The case against SG9

SG9 is not there to limit your creativity, but to challenge you to be MORE creative. In the real world you may have arbitrary constraints that may not make sense but exist nonetheless.

Ask yourself and your team, how can we be more successful, despite this constraint, than other teams. I don’t have any special insight to why the GDC made this choice, but it was not random. (Nor would I hold your breath that it will change.)

@smtoney The thing I don’t like about it is that it forces your hand. It goes beyond the what of the game, and into the how. But like you said, <SG9> is probably here to stay

I feel that if you use what you know and put it together then you can creatively combat this problem and make a competitive and fun robot.

I agree saying that it makes it more of a challenge and that’s why it’s there. If you know how vex goes, a lot of things do not seem possible at first until someone else does it. Not meaning they can carry more than one cone legally but by being so fast and efficient it’ll seem like it would not matter.

It might end up like NbN, where the GDC forced us the choose the best option for scoring instead of the easiest. I think flywheels ended up much better at scoring balls than a lift ever could.

I agree that a limit to 1 cone is a little too restrictive.

If you got rid of NbN’s possession limit, that wouldn’t be the case.

At first I was really disappointed that SG9 excited and was planning to start a similar thread, but the more I think about it the more I agree that more capacity would go too quickly and be too focused on hoarding.
I really would still rather see a limit of 2-3, but it doesn’t ruin the game for me anymore.

That would quickly turn into Recycle Rush

If there was no possession limit in NbN then the field would be cleared 15 seconds into driver control every match. I think that the one cone possession limit will actually make the game a lot more interesting.

I was just stating that lifts would be the better options without a possession or expansion limit.

That is true, but it would have made the game a lot worse.

Probably. I’m not debating that.

I foreThe possession limit is to encourage people getting a goal and making a means of carrying it around. Unfortunately the mobile goals are in places that you need to knock a cone out of the way first.

I foresee an amalgam of team 62 and 44 robots from two different seasons. I think that will be the design to beat.

Yup, that’s exactly what I’ve been thinking aswell.

I assume you are referring to this autonomous jaw-dropper from team 62:

Which game and aspect of team 44 do you have in mind?

Pretty sure he means

In terms of moving weighted movable goals.

For me, personally, I don’t get caught up in what I think the game should be. Engineering is solving problems given the constraints at hand. The GDC has given us the problem and the constraints. I realize that this exercise in making the case against SG9 is just speculation. But the game rules are NOT going to change, no matter how hard some may want that to happen. Good Luck and have fun.

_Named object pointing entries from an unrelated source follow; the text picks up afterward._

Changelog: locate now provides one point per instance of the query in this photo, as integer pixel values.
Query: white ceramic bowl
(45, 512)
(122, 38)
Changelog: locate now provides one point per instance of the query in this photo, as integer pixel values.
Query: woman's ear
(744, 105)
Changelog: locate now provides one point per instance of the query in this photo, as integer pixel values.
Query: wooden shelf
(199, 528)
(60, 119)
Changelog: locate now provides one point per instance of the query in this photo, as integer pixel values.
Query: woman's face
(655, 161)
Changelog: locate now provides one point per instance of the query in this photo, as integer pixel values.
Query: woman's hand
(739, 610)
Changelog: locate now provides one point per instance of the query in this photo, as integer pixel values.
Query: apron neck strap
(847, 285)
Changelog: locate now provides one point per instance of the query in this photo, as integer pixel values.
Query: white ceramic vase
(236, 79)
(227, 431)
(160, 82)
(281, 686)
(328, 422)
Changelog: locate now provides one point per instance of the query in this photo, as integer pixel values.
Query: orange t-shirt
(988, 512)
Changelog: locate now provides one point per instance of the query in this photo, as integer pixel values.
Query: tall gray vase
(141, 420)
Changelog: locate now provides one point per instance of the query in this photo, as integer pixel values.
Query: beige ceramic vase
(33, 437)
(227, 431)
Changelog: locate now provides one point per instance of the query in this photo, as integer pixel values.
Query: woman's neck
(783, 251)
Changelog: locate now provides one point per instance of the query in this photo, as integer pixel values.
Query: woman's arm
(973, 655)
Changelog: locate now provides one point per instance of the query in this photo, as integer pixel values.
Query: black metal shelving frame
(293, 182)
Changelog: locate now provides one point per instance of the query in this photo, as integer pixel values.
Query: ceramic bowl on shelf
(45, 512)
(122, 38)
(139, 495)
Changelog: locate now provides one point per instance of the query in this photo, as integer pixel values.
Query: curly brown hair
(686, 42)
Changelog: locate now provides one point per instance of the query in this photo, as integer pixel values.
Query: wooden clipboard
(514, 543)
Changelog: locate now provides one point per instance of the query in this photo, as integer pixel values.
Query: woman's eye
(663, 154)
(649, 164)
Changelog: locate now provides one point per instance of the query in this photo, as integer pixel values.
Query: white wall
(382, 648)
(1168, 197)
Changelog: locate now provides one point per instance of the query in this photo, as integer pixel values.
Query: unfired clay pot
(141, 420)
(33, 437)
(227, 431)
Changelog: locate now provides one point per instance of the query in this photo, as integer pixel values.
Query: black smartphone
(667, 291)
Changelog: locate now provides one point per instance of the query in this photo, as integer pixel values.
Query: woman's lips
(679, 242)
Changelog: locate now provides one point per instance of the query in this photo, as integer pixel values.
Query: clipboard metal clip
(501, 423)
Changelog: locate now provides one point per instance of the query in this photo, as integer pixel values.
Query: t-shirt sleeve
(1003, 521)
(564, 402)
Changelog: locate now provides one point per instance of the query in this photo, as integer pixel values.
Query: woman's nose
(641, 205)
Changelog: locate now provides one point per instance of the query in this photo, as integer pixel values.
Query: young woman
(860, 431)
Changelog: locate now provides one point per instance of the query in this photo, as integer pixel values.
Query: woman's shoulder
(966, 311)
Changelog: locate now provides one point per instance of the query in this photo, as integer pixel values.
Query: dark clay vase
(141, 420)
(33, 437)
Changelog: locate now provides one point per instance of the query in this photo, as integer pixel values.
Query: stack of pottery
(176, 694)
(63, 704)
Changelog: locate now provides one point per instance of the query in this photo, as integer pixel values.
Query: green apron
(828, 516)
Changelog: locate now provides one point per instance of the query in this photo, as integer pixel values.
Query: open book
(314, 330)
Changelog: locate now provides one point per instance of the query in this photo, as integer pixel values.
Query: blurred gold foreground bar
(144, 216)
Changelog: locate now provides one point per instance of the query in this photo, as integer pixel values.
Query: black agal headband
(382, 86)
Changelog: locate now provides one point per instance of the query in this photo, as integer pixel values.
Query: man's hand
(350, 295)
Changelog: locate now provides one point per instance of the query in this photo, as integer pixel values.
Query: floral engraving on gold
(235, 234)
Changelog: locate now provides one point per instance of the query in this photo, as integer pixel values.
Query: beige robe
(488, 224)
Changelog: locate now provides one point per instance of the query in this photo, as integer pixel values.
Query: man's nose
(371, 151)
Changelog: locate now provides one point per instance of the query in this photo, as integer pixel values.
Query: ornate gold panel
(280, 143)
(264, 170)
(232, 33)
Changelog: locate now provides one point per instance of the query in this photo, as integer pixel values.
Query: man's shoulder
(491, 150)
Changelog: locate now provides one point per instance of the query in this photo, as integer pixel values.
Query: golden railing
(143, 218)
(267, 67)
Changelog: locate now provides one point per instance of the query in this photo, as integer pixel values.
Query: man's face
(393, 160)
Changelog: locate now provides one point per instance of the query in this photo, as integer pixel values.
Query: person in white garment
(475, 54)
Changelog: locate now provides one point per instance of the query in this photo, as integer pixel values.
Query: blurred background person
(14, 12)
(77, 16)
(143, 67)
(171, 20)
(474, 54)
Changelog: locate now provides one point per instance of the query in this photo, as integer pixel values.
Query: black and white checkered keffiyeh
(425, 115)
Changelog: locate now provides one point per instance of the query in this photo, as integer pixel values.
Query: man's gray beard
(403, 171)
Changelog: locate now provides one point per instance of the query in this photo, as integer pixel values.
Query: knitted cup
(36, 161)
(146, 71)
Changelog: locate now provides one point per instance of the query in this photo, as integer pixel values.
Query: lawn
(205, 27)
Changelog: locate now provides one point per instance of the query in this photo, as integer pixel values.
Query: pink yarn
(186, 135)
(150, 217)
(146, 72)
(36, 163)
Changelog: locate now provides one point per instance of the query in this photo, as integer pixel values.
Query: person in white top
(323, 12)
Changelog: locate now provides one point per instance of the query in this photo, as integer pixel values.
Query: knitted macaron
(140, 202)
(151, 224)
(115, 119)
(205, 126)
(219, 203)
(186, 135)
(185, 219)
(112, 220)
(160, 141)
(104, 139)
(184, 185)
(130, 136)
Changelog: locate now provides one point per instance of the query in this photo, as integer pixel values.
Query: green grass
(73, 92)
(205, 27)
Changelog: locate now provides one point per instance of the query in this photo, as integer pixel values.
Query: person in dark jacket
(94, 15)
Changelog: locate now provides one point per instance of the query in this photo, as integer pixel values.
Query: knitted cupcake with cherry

I agree. There is a lot of wasted intellectual energy going into this exercise. As the say: the rules are the rules!

so I posted this, but it got double posted, then I deleted the first post but now both posts are gone, so take 2!

I don’t think SG9 is designed to limit the amount cones a robot carries/controls, it’s designed to limit how the cones are carried and controlled. think about it, every year there’s some sort of challenge that you don’t need to overcome to play the game but is designed so that you have to overcome to be competitive at a higher level. Last season it was hanging (though in the end that ended up only being good for skills IMO), before that, lifting, before that the skyrise. This year you have to drag heaving mobile goals around the field to control more than 1 cone at a time. It’s something that you don’t have to do to play the game or even be competitive early season, but I think once we get later into the season it will be important.